How does an RRSP loan work?
An RRSP loan can be a valuable tool to increase your retirement savings and lower your income tax bill simultaneously.
Many high-income earners can greatly benefit from RRSP contributions to lower their income tax bill. However, if you had other financial obligations over the past year that left you with little cash left over to save and invest, you might find you don’t have the money on hand to make an RRSP contribution.
In this situation, it could make sense to borrow money via an RRSP loan to make an RRSP contribution. Then you can claim your RRSP contribution when you file your income taxes to receive a tax refund. You then use the tax refund to pay down your RRSP loan. The result is a net worth increase simply from moving money around!
Your income tax refund is unlikely to be enough to wipe out the entire debt of your RRSP loan, but it should make a significant dent in it. This makes it easier to pay off the debt quite quickly, while the investment in your RRSP grows.
RRSP loan pros & cons
Like all financial products, there are pros and cons to RRSP loans. Here are some things to consider before borrowing:
RRSP loan pros
- help you to make an RRSP contribution you wouldn’t otherwise be able to
- reduce your income tax bill
- typically very low interest
- a “forced savings plan” for those who might find it difficult to save but always pay off debt
- allows you to make a lump sum investment in the stock market in your RRSP at the beginning of the year, instead of small contributions throughout the year
RRSP loan cons
- have a debt you will need to pay off in 12 months or less
- not useful for those with low marginal tax rates and/or incomes below $100,000
How long do you have to pay back an RRSP loan?
You will have 12 months to pay back an RRSP loan.
But most RRSP loans are open-ended, which means you can pay them off sooner. One of the best ways to pay off an RRSP loan is to use the income tax refund you receive from RRSP contributions.
Can you claim interest on an RRSP loan?
Unfortunately, RRSP loan interest is not tax deductible.
However, the interest rate on RRSP loans is typically fairly low. Expect to see interest rates on RRSP loans ranging from 3% to 4%.
What is the maximum you can borrow with an RRSP loan?
The maximum a lender will provide for an RRSP loan is $50,000. This is more than the annual maximum RRSP contribution, so it is enough for a high income earner to catch up on the entire past year of contributions plus unused room.
How much you will be offered from your bank for an RRSP loan depends on your income, credit history, and credit score. Most people will receive RRSP loan offers for $5,000 to $20,000.
Using an RRSP loan for a house downpayment
For many aspiring home owners, an RRSP loan can be a quick way to help build their downpayment fund.

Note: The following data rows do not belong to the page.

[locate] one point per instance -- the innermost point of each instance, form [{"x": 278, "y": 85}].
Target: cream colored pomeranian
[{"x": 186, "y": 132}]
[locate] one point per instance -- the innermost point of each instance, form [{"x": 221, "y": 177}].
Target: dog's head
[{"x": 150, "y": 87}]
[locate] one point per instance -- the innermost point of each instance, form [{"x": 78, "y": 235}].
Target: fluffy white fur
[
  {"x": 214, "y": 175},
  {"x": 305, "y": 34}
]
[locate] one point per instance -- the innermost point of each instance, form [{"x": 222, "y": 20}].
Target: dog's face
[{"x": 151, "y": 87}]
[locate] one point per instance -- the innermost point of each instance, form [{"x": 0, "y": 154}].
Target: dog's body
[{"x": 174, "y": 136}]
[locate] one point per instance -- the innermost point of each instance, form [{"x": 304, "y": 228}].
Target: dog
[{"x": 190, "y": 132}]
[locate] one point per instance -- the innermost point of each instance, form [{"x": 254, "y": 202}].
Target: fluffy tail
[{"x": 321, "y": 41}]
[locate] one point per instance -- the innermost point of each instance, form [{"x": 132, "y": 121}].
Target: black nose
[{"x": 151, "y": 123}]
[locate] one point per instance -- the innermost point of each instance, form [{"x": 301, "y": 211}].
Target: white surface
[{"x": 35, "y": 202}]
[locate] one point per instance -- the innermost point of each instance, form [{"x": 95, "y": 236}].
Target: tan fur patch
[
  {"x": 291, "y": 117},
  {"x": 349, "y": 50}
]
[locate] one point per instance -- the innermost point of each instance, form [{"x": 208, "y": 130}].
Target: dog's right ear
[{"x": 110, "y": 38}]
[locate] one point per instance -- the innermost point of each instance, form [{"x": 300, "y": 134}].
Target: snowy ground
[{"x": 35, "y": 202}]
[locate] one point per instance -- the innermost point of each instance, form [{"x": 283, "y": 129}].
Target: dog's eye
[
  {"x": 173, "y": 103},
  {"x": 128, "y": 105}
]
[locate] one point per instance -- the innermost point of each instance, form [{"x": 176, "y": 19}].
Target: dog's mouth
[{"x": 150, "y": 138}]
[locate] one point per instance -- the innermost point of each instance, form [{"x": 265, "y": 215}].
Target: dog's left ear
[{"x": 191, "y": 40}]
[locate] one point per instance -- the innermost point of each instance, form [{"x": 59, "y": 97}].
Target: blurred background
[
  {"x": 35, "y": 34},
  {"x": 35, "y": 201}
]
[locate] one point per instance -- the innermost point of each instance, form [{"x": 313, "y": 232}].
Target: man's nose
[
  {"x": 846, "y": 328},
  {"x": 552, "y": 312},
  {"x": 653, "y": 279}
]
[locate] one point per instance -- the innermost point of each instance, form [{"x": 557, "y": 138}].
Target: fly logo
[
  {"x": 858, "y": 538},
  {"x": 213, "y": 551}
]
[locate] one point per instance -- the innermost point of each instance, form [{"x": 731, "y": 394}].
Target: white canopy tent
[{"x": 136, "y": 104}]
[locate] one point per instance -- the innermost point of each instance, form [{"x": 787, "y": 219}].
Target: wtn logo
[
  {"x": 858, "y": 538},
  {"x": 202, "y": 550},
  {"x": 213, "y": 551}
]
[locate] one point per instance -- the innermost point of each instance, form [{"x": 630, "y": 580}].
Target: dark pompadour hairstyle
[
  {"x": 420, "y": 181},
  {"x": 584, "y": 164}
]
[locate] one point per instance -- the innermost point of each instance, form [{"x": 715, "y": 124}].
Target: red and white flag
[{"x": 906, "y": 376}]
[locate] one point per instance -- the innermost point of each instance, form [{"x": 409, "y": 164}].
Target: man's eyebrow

You can borrow up to $35,000 from your RRSP under the First Time Home Buyer’s Plan. However, if you’re going to borrow money from your RRSP for a downpayment, you have to have money in your RRSP first!
An RRSP loan can be a great way to quickly fund your downpayment under the HBP. Just remember that taking out an RRSP loan adds a debt to your balance sheet, and that debt will come up in your mortgage applications. Make sure you can pay off enough of the RRSP loan before you start house shopping so it does not prevent you from qualifying for a mortgage.
Who should take an RRSP loan?
RRSP loans work best for high-income earners with a marginal tax rate greater than 30%. The higher your income and the more taxes you pay, the more beneficial it can be to take out an RRSP loan.
Borrowers with marginal tax rates over 30% have the most to gain from RRSP contributions reducing their income tax burden, as well as the income to manage paying off the loan.
If your income is below $100,000 per year or your marginal tax rate is less than 30%, it’s unlikely you will benefit in significantly reducing your income taxes with an RRSP loan. You’re better off waiting until your income and your tax bill is higher.